Nina lifted up her skirt. She and Gizella had folded and rolled the banner into a flexible tube of fabric that they had pinned to the bottom of Nina’s corset. She removed it now, and handed it to Endre. Endre stared at the bulges of soft naked flesh at the top of her stockings, and only then did she comprehend that she was standing before a man, her skirt hitched high above her waist, her chemise and undergarments exposed. Blushing furiously, she dropped her skirts.

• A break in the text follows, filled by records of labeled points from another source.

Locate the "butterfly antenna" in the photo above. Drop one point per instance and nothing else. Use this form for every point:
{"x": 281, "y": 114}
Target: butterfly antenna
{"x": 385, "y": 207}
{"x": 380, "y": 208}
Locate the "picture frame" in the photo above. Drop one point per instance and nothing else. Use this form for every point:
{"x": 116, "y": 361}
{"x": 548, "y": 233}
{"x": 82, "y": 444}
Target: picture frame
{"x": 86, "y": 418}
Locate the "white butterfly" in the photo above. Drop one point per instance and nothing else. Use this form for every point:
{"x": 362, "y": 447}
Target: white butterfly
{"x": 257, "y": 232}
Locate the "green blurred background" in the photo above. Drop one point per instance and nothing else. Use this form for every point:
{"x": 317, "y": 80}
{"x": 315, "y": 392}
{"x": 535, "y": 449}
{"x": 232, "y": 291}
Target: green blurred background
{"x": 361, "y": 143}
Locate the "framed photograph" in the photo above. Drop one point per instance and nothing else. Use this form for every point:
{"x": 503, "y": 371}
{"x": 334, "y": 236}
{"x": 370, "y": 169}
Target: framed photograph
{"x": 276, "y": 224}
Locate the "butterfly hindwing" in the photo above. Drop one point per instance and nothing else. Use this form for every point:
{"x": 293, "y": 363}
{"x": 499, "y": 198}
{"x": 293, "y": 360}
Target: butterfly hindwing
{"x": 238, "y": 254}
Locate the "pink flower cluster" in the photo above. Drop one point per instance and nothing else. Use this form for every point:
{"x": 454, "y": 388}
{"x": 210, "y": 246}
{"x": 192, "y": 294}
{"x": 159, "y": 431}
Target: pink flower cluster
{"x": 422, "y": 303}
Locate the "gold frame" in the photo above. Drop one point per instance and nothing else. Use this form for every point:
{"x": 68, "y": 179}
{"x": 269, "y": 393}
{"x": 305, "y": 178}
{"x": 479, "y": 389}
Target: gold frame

Endre recovered his composure, and tossed the banner up to Gulya, who stretched out his arm to catch it. For a perilous moment it looked like the acrobat might fall, but he dug in his toes and maintained his perch. He removed from his pocket a hammer, its iron head covered in noise-dampening felt, and spat a nail from his lips into his hand. Holding on only with his thighs and toes, he silently hammered one corner of the banner into place. Once it was secure he was about to let go when Miloš whispered furiously, “Goddamn it, you buffoon! You’ve done it backward.”

Nina craned her neck and saw that Gulya had indeed affixed the corner of the banner so that the painted text was visible to them, inside the box. Had Miloš not noticed, when they opened the curtains the audience would have seen nothing but a blank canvas.